PRODUZIONE ED EXPORT VOLANO: +7% – Nel 2017 le esportazioni hanno raggiunto il massimo storico (2,7 milioni di ettolitri), in crescita del 7,9% rispetto al 2016. Lo scorso anno anche la produzione ha fatto segnare il valore più alto in assoluto (15,6 milioni di ettolitri), in aumento del 7,5% rispetto al 2016: un dato che testimonia lo stato di salute del settore e che ha generato effetti positivi sui comparti agricolo, Ho.Re.Ca. e sulla distribuzione tradizionale. Tra i principali impatti economici registrati dall’Annual Report di AssoBirra un posto di rilevo occupa la crescita della produzione italiana di malto (75.800 tonnellate), che ha visto un aumento del 3,4% rispetto al 2016.

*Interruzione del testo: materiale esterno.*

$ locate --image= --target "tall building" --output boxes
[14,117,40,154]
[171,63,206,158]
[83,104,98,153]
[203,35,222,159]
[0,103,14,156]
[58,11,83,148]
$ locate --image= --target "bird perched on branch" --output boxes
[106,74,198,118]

L’IMPORT CALA E IL CONSUMO PRO-CAPITE SEGNA UN NUOVO PRIMATO – Si continua a registrare un apprezzamento per la birra commercializzata in Italia, con livelli di consumo pro capite che per la prima volta toccano quota 31,8 litri, record assoluto ed in aumento di 0,4 litri rispetto allo scorso anno. La crescita della quota annuale di birra consumata si è tradotta, poi, in un aumento dell’1,6% dei consumi sul territorio nazionale che oggi superano i 19 milioni di ettolitri.

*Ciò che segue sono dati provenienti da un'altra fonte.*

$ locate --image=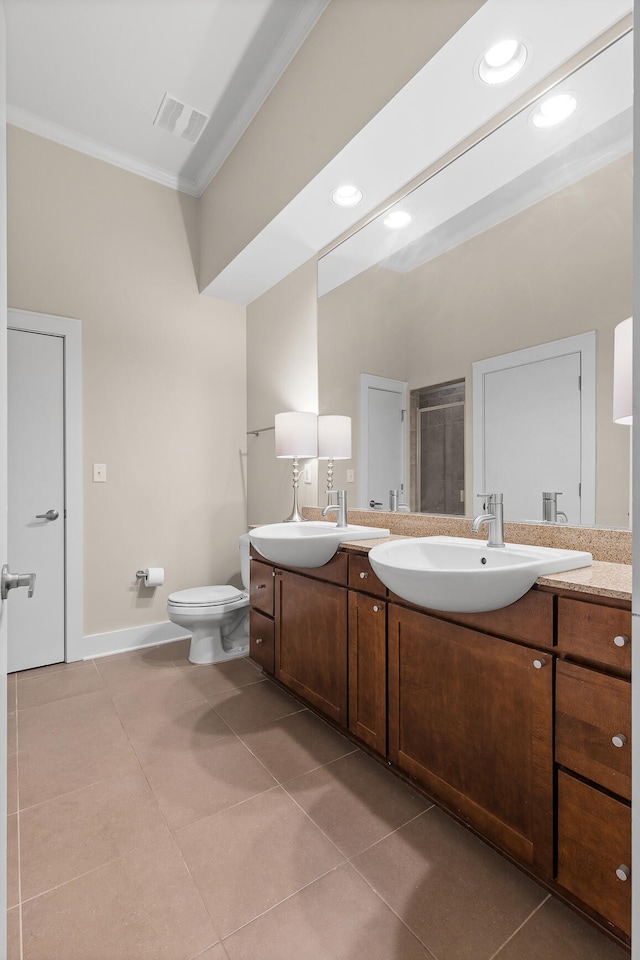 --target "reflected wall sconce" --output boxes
[275,411,318,523]
[318,414,351,502]
[613,317,633,423]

IL BOOM DEI MICRO BIRRIFICI REGIONE PER REGIONE – Dopo la nascita, in tutto il Paese, di nuove realtà imprenditoriali per gran parte giovanili, oggi i micro birrifici superano quota 850.

FILIERA AGRICOLA MODELLO PER L’AGROINDUSTRIA – Il comparto brassicolo italiano conta oggi, nella sua interezza, 140.000 occupati: 3.000 unità in più rispetto a quanto rilevato nel 2016 da AssoBirra, considerando gli addetti diretti, indiretti e quelli dell’indotto. Anche in questo settore l’innovazione digitale e la grande scommessa dell’industria 4.0 possono essere decisivi per rendere i processi più efficaci, efficienti e sostenibili, senza dimenticare il ruolo che la filiera agricola può svolgere attraverso i suoi modelli di eccellenza

Questi storici risultati si devono ad un comparto poliedrico che si è caratterizzato negli anni per la presenza, da un lato, di una moderna filiera agricola che punta sulla qualità delle materie prime e, dall’altro, di un tessuto imprenditoriale ed industriale profondamente radicato sul territorio che ha investito nel Paese, nella vocazione internazionale della birra Made in Italy e in un’innovazione sempre più sostenibile – commenta Michele Cason, Presidente AssoBirraLa diversificazione di prodotto delle birre artigianali ha recentemente portato una ventata di novità, contribuendo alla rigenerazione di tanti territori attraverso la valorizzazione di risorse umane e naturali. Abbiamo ancora enormi potenzialità e il nostro impegno continuerà a favore di un’associazione inclusiva, aperta al dialogo e all’ascolto, orientata ad avvalersi del contributo di tutti per sviluppare un settore determinante nel sistema economico del Paese e diffondere sempre più la cultura della birra e un consumo responsabile“.